I want to fight for my life, and if I’m ever in a situation where I need to protect myself and others, I don’t want to cower in fear hoping the gun isn’t pointed at me.
But I’m not just afraid because of this. I’m afraid because hands and mace are no comparable match against guns. And I’m terrified the equal match to a gun, another gun, is going to be taken away.
I’m terrified that, when I move out, I won’t be able to have a handgun to protect myself, if someone with evil intentions invades my space. I’m terrified that my boyfriend, who is looking to get his concealed carry permit, will no longer be able to do so, and will be in a situation where he can’t protect himself and others.
I’m terrified that this conversation about guns is being propelled by emotions, and not logic. I’m terrified that the voices loudly clamoring for safer schools are making our students sitting ducks. And I’m terrified that people who have no experience with guns are the ones demanding more restrictions.

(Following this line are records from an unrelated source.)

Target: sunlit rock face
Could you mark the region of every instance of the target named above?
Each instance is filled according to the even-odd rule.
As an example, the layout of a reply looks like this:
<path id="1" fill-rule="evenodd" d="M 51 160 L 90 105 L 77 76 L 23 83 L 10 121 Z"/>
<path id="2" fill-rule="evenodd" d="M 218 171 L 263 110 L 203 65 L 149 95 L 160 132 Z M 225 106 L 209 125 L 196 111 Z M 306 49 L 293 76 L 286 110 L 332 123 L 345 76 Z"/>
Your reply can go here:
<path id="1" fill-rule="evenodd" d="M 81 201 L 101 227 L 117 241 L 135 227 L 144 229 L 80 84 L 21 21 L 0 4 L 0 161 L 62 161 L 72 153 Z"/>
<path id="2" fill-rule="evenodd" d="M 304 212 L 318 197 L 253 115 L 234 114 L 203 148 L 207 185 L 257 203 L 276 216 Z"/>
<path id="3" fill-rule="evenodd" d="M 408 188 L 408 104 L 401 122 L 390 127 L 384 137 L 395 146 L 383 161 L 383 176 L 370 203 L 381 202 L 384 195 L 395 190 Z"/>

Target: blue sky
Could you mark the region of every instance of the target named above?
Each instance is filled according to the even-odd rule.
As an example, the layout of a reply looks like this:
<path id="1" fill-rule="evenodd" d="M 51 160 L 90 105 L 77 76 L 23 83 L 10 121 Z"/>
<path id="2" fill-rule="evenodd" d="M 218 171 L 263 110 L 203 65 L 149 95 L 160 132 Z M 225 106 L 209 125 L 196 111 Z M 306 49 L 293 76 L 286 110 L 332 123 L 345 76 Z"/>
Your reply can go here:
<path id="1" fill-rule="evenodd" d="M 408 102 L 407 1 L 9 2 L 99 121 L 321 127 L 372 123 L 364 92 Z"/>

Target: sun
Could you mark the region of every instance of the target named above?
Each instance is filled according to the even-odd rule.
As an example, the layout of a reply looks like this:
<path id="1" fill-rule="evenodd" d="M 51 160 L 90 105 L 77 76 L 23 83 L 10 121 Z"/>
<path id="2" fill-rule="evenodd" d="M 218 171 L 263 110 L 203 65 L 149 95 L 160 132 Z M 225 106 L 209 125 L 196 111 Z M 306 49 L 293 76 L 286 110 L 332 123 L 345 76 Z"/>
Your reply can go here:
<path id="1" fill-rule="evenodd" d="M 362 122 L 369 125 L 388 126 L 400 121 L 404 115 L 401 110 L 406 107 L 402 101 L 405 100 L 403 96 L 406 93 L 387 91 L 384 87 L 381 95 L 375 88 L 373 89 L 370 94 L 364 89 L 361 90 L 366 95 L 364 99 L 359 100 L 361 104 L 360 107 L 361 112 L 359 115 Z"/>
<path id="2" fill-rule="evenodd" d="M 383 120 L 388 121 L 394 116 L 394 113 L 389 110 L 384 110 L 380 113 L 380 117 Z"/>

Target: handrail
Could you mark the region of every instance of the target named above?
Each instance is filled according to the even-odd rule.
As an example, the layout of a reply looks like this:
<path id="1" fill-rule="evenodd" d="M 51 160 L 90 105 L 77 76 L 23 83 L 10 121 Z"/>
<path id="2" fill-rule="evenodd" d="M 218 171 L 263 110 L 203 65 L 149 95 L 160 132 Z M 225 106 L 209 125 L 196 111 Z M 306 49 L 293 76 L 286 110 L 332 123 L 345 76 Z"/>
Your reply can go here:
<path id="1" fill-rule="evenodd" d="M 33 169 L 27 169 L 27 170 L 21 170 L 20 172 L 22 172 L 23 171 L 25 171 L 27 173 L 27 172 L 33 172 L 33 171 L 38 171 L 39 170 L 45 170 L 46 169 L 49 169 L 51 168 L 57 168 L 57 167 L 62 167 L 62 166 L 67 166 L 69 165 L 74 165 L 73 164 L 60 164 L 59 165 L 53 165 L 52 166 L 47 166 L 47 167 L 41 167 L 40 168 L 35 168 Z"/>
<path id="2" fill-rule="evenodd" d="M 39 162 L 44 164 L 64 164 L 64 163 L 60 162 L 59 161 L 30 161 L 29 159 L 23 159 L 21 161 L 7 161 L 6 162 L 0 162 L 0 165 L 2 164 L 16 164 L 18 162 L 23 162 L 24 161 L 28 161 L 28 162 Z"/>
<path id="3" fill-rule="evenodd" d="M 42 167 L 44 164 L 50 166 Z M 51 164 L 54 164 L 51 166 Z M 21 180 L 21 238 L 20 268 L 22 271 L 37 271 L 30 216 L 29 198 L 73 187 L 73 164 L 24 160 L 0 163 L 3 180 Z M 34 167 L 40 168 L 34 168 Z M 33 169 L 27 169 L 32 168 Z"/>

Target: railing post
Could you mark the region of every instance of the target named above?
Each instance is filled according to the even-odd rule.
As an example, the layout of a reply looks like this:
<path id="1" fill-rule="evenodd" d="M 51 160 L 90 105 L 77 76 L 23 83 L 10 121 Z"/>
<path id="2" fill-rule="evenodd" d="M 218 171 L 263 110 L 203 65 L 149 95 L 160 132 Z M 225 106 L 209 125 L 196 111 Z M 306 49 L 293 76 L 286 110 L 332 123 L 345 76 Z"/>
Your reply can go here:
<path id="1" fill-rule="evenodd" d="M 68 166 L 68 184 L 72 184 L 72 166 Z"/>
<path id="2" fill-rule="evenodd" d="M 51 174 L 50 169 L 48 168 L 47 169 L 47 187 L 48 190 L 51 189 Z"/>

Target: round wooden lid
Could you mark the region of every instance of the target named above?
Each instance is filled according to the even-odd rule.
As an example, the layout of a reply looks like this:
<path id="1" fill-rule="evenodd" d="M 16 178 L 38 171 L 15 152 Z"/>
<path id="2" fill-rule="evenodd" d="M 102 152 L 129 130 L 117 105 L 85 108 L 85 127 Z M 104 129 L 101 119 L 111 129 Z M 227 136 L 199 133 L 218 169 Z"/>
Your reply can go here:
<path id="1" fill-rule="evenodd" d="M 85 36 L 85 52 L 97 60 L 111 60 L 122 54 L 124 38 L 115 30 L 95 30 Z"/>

I recognize and deeply appreciate the incredible constitutional right to voice my opinion, and for groups to peacefully gather. The powerful ability to organize a movement and stimulate change, and the importance of remembering those lost in Parklnd, is not lost on me.
How many of the students walking out of their school buildings or off their college campuses, recognize the target they are making of themselves, when no longer under the protection of staff? How many teachers, who are refusing to have a gun in the classroom, are forgetting they have a duty of care over their students? How many people have forgotten that rules, laws, regulations, and signs do not stop individuals from making choices?
~I work at a company where I care for, and provide residential aid to, adults with disabilities. While on the clock and in the home, I cannot carry a gun. But I have a duty of care over the residents I work with. In an unfortunate situation where an armed person with evil intentions enters the house, what am I to do? What if the residents, my coworkers, and I are out in the community when a shooting happens? Am I only to protect my residents with my body while waiting for the authorities, or do I risk my life to save theirs, facing the perpetrator with a gun?
Do I agree with some of the points of the movement? Yes. I agree with the notion that a person prohibited from buying a gun in one state, should not be able to purchase a gun in another state. Gun laws should be like driver lisences; equal, recognized, and respected no matter the state.
And though a few good things may come of this walkout and conversation, I am terrified that our nation has flipped on it’s head the meaning of protection and safety. How do we legally defend ourselves, in a situation where illegal measures where taken? How do we protect ourselves from people who have acquired guns illegally?
I have this fear that people don’t recognize that “This is a gun free zone” isn’t protection; it’s an invitation.